# Looking for new viewer/organizing software



## The Atomic Ass (Oct 2, 2009)

Well, my current method of organizing images into multiple nested folders doesn't cut it for me anymore. I've got too many photos that span too many genres to continue on like this. So I need a solution.

I'm looking for something that will store and organize pictures based on keywords, while keeping them all in a folder of my choice. I don't want it to place my collection any old where, as I use a disk image for quick backup work. It can't be something online, (collection is too big), it has to be software based. 

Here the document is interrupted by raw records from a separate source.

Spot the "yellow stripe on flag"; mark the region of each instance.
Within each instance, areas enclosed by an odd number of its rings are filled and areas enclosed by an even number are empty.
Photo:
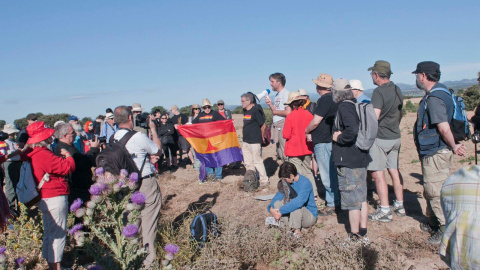
[[[228,132],[226,134],[221,134],[209,138],[186,138],[187,141],[193,146],[195,151],[200,154],[212,154],[220,150],[238,147],[238,138],[237,133]]]

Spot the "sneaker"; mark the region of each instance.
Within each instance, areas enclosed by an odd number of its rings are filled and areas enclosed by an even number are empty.
[[[394,212],[397,216],[404,217],[407,214],[405,213],[405,207],[402,205],[396,205],[395,202],[393,202],[393,205],[390,206],[390,211]]]
[[[434,232],[438,231],[438,226],[432,226],[430,223],[420,223],[420,230],[424,232],[428,232],[429,234],[433,234]]]
[[[430,238],[428,238],[427,243],[431,245],[440,245],[442,241],[443,232],[441,230],[436,230]]]
[[[368,220],[370,221],[380,221],[380,222],[390,222],[392,221],[392,210],[388,210],[387,213],[384,213],[380,207],[371,214],[368,214]]]
[[[327,206],[323,210],[318,210],[318,215],[322,217],[331,216],[335,214],[335,207]]]

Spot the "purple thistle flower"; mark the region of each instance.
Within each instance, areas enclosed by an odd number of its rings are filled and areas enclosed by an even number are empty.
[[[76,233],[77,231],[79,231],[81,229],[83,229],[83,224],[78,223],[78,224],[73,225],[73,227],[70,229],[70,231],[68,231],[68,233],[70,235],[73,235],[74,233]]]
[[[142,192],[135,191],[132,194],[132,197],[130,198],[130,200],[135,204],[144,204],[145,201],[147,200],[147,197]]]
[[[15,259],[15,265],[16,266],[22,266],[22,264],[25,262],[25,258],[18,258]]]
[[[130,181],[132,181],[133,183],[137,183],[138,182],[138,173],[133,172],[132,174],[130,174],[130,177],[128,179],[130,179]]]
[[[102,189],[98,185],[92,185],[88,190],[92,195],[100,195],[102,193]]]
[[[122,234],[127,238],[135,237],[138,233],[138,227],[134,224],[129,224],[125,226],[122,230]]]
[[[78,198],[75,201],[73,201],[72,205],[70,206],[70,212],[75,212],[80,206],[82,206],[83,201],[82,199]]]
[[[123,177],[123,178],[127,178],[127,176],[128,176],[128,171],[125,170],[125,169],[121,169],[121,170],[120,170],[120,176]]]
[[[177,245],[175,244],[167,244],[165,246],[165,251],[168,252],[168,253],[172,253],[172,254],[175,254],[179,251],[179,248]]]
[[[95,175],[102,175],[105,173],[105,170],[102,167],[95,169]]]

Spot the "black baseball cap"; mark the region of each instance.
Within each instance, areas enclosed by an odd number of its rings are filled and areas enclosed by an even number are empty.
[[[412,73],[440,74],[440,65],[433,61],[420,62],[417,65],[417,69]]]

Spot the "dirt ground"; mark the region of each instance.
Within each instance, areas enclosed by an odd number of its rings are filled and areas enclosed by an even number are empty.
[[[418,104],[419,99],[411,99],[412,103]],[[234,115],[235,128],[241,141],[242,116]],[[429,235],[419,228],[420,222],[425,222],[425,200],[422,196],[423,187],[420,184],[422,179],[420,162],[413,142],[412,127],[415,123],[416,114],[407,113],[401,123],[402,148],[400,154],[400,172],[404,179],[404,203],[407,212],[406,217],[393,216],[390,223],[368,223],[368,236],[371,242],[383,241],[398,245],[397,238],[407,235],[410,239],[416,239],[423,243]],[[467,147],[467,156],[455,156],[455,165],[452,170],[474,163],[474,145],[471,142],[464,142]],[[266,207],[269,202],[258,201],[254,197],[273,194],[276,192],[278,182],[277,170],[279,165],[275,158],[275,146],[270,145],[263,148],[263,158],[267,174],[270,177],[270,185],[255,193],[245,193],[239,188],[245,170],[242,168],[232,170],[224,169],[224,179],[221,183],[210,183],[199,185],[198,171],[191,165],[183,165],[173,173],[164,172],[160,177],[162,195],[164,199],[164,217],[172,219],[181,216],[192,206],[197,204],[210,203],[211,210],[219,217],[237,219],[245,224],[264,226],[265,217],[268,216]],[[466,161],[470,157],[470,160]],[[185,158],[185,156],[184,156]],[[390,201],[394,199],[393,188],[389,181]],[[321,186],[321,184],[319,184]],[[369,194],[370,212],[373,212],[377,204],[376,193]],[[317,225],[313,227],[313,235],[321,241],[329,235],[337,234],[347,236],[346,228],[348,216],[345,213],[329,217],[319,217]],[[407,256],[406,269],[445,269],[447,265],[438,256],[438,249],[426,250],[425,253],[411,254]]]

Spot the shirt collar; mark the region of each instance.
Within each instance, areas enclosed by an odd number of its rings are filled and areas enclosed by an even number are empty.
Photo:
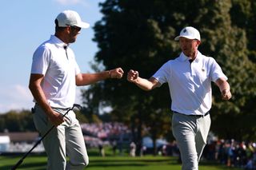
[[[200,59],[202,58],[202,53],[198,50],[197,57],[195,57],[194,61],[195,62],[198,62]],[[178,57],[179,61],[188,61],[190,58],[183,53],[183,52],[179,55]]]
[[[68,44],[66,44],[65,42],[63,42],[61,39],[59,39],[58,38],[57,38],[55,35],[51,35],[50,36],[50,40],[58,47],[64,47],[64,46],[68,46]]]

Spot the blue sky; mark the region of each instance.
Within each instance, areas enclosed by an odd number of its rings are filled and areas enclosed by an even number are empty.
[[[92,41],[95,22],[102,18],[98,6],[104,0],[2,0],[0,10],[0,113],[30,109],[33,97],[29,91],[32,55],[35,49],[54,34],[54,19],[65,10],[76,10],[90,24],[71,44],[83,73],[92,72],[90,61],[98,51]],[[83,87],[85,88],[85,87]],[[81,104],[80,89],[76,102]]]

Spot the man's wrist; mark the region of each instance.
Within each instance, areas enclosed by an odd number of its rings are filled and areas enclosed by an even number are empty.
[[[108,73],[109,73],[109,78],[112,78],[111,70],[109,70]]]

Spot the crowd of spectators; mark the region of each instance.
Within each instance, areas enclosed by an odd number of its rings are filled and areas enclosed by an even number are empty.
[[[115,154],[116,148],[122,152],[122,144],[126,143],[129,146],[132,142],[130,130],[122,123],[82,124],[81,126],[86,144],[90,147],[112,145]],[[142,152],[147,153],[145,147],[142,148],[144,149]],[[179,155],[175,141],[161,146],[158,151],[163,156]],[[256,170],[256,143],[234,140],[210,140],[204,149],[202,159],[218,161],[228,167]]]

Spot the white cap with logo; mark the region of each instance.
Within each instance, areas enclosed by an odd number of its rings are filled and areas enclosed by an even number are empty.
[[[192,26],[186,26],[183,28],[179,34],[179,36],[177,36],[174,40],[178,41],[179,38],[186,38],[191,40],[197,39],[201,41],[199,31]]]
[[[90,24],[82,22],[79,14],[74,10],[64,10],[57,16],[56,19],[58,20],[59,27],[71,26],[80,28],[89,28],[90,26]]]

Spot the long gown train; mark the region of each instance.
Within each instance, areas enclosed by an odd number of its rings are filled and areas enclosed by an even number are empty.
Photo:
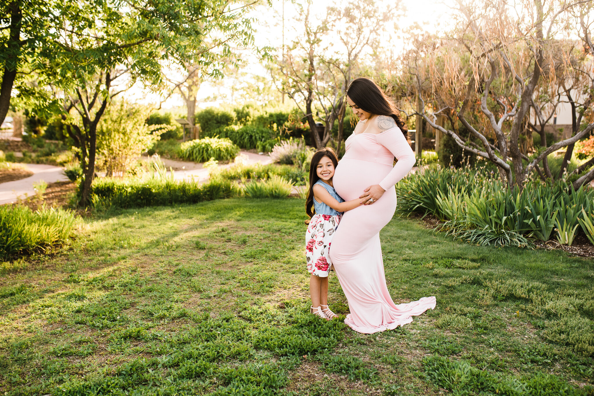
[[[336,192],[349,201],[372,185],[380,184],[386,190],[373,204],[345,213],[330,249],[349,302],[350,313],[345,322],[356,331],[372,334],[410,323],[412,316],[434,309],[435,297],[397,305],[386,283],[380,232],[396,211],[394,185],[414,164],[406,138],[398,128],[379,134],[353,134],[346,147],[333,179]],[[398,163],[393,168],[394,156]]]

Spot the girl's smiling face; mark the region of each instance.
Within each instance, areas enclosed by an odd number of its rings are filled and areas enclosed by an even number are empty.
[[[334,176],[334,163],[332,162],[332,160],[327,157],[322,157],[315,167],[315,172],[318,177],[324,182],[327,182],[332,179],[332,176]]]
[[[353,113],[355,113],[355,115],[357,116],[360,120],[367,119],[373,115],[371,113],[368,113],[367,112],[359,109],[359,106],[355,104],[354,102],[351,100],[348,95],[346,96],[346,103],[349,104],[349,107],[353,109]]]

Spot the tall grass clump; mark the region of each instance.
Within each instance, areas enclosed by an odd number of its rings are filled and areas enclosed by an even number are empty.
[[[155,167],[156,172],[143,178],[95,179],[91,192],[93,206],[127,208],[195,204],[241,194],[238,184],[230,180],[213,178],[202,184],[194,179],[176,180],[173,172],[166,176],[165,169]]]
[[[74,214],[42,207],[36,211],[23,206],[0,206],[0,256],[48,252],[65,244]]]
[[[252,181],[245,185],[244,192],[249,198],[285,198],[293,190],[293,183],[274,175],[270,179],[260,182]]]
[[[444,221],[440,229],[478,245],[525,247],[528,238],[555,237],[571,245],[580,229],[594,239],[594,190],[563,180],[508,188],[497,176],[484,168],[426,169],[397,186],[397,210],[434,215]]]
[[[196,139],[182,143],[180,156],[185,160],[205,162],[211,158],[217,161],[232,160],[239,153],[239,148],[227,138]]]
[[[303,140],[293,140],[281,141],[270,152],[273,161],[280,164],[295,164],[309,172],[309,161],[314,150],[307,147]]]
[[[307,183],[308,173],[301,168],[290,165],[276,164],[235,164],[226,169],[220,169],[213,176],[225,180],[265,179],[277,175],[286,180],[292,180],[295,185],[304,185]]]

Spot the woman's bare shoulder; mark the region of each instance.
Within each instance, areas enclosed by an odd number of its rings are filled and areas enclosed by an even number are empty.
[[[380,132],[397,126],[396,122],[390,116],[378,116],[375,122],[377,129],[380,130]]]

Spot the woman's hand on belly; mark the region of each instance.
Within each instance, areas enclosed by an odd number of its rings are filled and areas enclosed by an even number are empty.
[[[371,205],[381,198],[384,192],[386,190],[379,184],[374,184],[363,190],[363,194],[359,198],[363,198],[361,202],[364,205]]]

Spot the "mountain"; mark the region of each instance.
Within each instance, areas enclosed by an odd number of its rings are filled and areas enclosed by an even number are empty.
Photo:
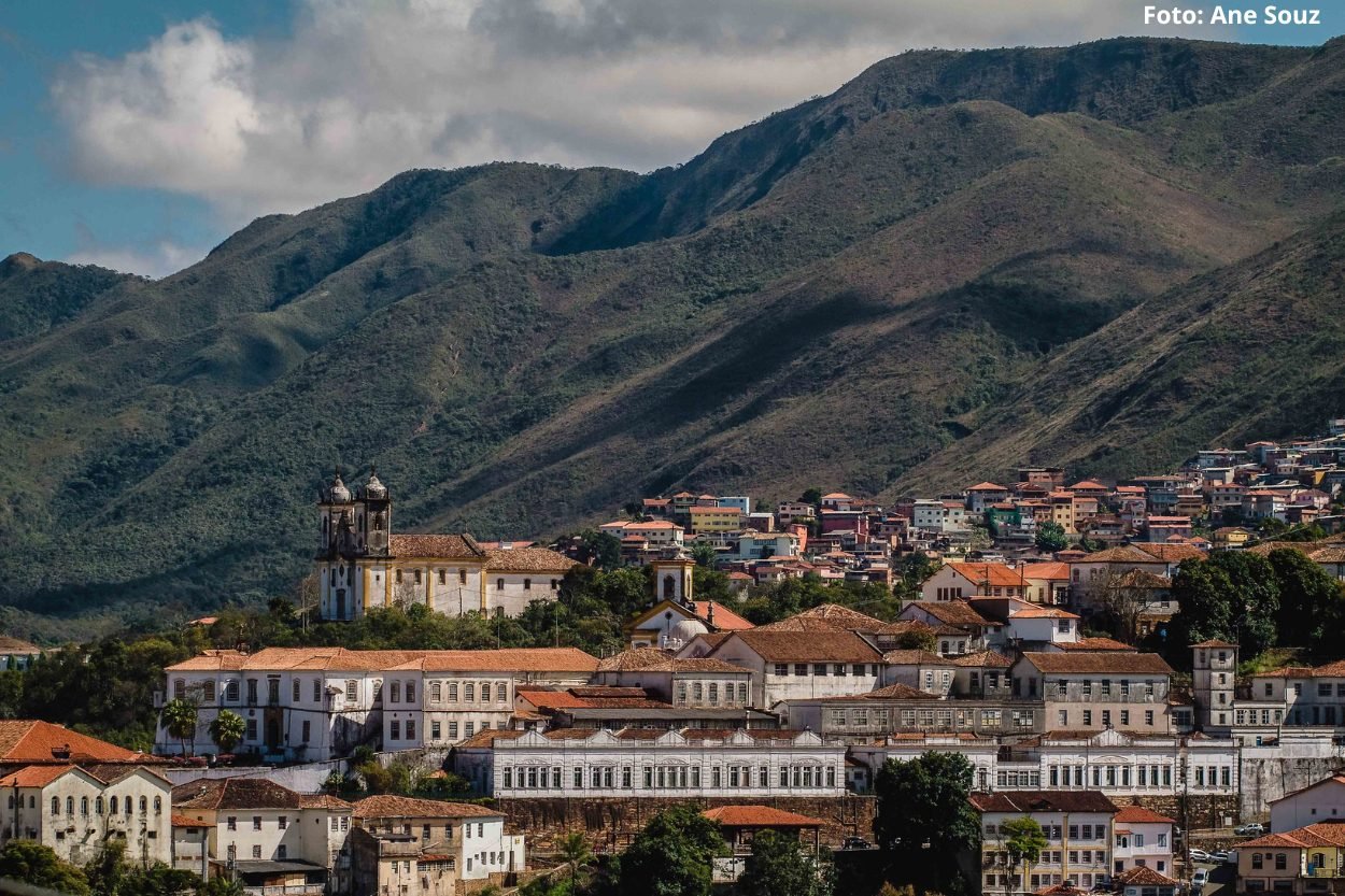
[[[12,257],[9,627],[276,593],[334,464],[404,530],[535,537],[681,484],[890,498],[1311,425],[1345,398],[1342,52],[909,52],[650,175],[412,171],[159,281]]]

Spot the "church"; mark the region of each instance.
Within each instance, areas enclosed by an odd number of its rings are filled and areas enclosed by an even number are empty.
[[[393,500],[373,470],[355,490],[338,470],[319,492],[317,511],[313,569],[323,619],[412,604],[448,616],[518,616],[533,600],[555,600],[576,565],[546,548],[487,548],[467,533],[393,534]]]

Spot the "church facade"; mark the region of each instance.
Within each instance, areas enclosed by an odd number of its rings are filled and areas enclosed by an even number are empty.
[[[394,534],[393,500],[374,472],[351,490],[338,471],[317,498],[323,619],[359,619],[377,607],[424,604],[433,612],[518,616],[555,600],[576,565],[546,548],[486,548],[467,533]]]

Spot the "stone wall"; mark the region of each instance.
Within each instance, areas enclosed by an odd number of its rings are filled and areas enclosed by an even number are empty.
[[[547,853],[555,841],[570,831],[584,831],[594,849],[625,849],[635,834],[659,811],[677,805],[698,810],[738,806],[741,799],[502,799],[499,809],[508,819],[508,829],[527,837],[529,853]],[[846,837],[873,839],[873,796],[854,794],[831,798],[764,798],[752,805],[771,806],[787,813],[810,815],[826,825],[822,842],[839,845]]]

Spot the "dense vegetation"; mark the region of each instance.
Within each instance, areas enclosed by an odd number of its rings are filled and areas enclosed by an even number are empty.
[[[11,258],[5,626],[261,605],[334,463],[404,530],[529,538],[633,490],[890,498],[1310,426],[1345,404],[1342,51],[911,52],[675,170],[408,172],[155,283]]]

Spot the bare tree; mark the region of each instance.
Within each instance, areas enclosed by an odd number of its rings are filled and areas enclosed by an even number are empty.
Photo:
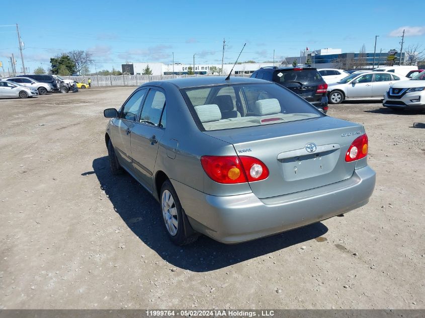
[[[411,44],[407,47],[404,51],[404,63],[408,65],[415,65],[418,61],[424,57],[425,49],[422,48],[422,46],[418,43]]]
[[[82,50],[71,51],[66,55],[69,56],[75,64],[75,71],[78,74],[79,74],[82,70],[85,69],[84,66],[88,67],[94,62],[92,58],[93,55],[87,51]]]
[[[354,66],[355,68],[363,68],[368,65],[367,60],[366,57],[367,54],[366,53],[366,47],[363,44],[362,46],[362,48],[359,51],[359,55],[357,59],[355,59],[354,61]]]

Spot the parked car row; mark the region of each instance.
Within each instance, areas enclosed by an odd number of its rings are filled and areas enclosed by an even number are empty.
[[[90,85],[87,83],[65,79],[55,75],[20,75],[5,77],[1,80],[0,97],[25,98],[45,95],[54,91],[67,93],[71,89],[75,91],[75,87],[86,88]]]

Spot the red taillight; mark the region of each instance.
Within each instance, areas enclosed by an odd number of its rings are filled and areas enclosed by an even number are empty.
[[[269,176],[266,165],[252,157],[203,156],[201,163],[207,175],[219,183],[242,183]]]
[[[346,161],[350,162],[358,160],[368,155],[368,135],[365,134],[357,137],[346,153]]]
[[[319,86],[317,86],[317,90],[316,91],[316,93],[326,93],[327,90],[327,84],[325,83],[324,84],[320,84]]]

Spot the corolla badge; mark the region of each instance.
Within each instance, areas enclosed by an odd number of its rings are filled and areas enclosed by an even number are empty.
[[[317,149],[317,146],[314,143],[308,143],[305,145],[305,150],[308,152],[314,152]]]

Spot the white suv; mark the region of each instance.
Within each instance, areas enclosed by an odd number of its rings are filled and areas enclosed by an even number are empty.
[[[344,70],[337,68],[321,68],[317,70],[327,84],[336,83],[350,75]]]
[[[24,77],[23,76],[7,77],[3,78],[3,80],[18,83],[22,86],[33,87],[38,91],[38,93],[40,95],[45,95],[53,89],[53,85],[51,84],[39,82],[38,80],[30,78],[29,77]]]
[[[393,109],[425,110],[425,71],[390,86],[382,104]]]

I'm running a Mac, and I can't afford very much if it all, so freeware is preferred. Any recommendations?


----------



## The Atomic Ass (Oct 8, 2009)

Anybody?


----------



## DarkKnight369 (Oct 8, 2009)

I don't know about freeware, but I think Adobe Bridge would do what you are looking for. I don't know if its a stand alone app, but it comes with Photoshop and other programs/suites. The thing I love about it is that it allows you to open any image in the RAW editor, not just RAW files.


----------



## tian (Oct 9, 2009)

^ Bridge does seem to be a good fit, but it only comes bundled with Adobe's usually pricey programs.

I would just spend the money and get a copy of Adobe Lightroom 2.0. If you're a student there are several places that sell it for around $100. Even if you have to pay full price, it's more than worth it and it'll be capable of more than you'll probably ask of it.


----------



## DarkKnight369 (Oct 14, 2009)

I have been curious about lightroom, and Aperture for that matter. I am not really sure how much it will offer me beyond the RAW editing capabilities of photoshop though.


----------



## tian (Oct 18, 2009)

^ Lightroom and Aperture are more about working with large amounts of data and keeping it organized rather than just editing what you have. They are both great editors and may eliminate the need for photoshop for some people, but their greatest strength is expediting various elements of work flow in a non-destructive manner.


----------



## The Atomic Ass (Oct 21, 2009)

Thanks for the suggestions guys, but Lightroom is pretty much out of the question at that price range. It's not really about being tight with my money, it's that $300 would have to exist in my possession before I could buy it.

I'm not a student so that discount is not available to me.


----------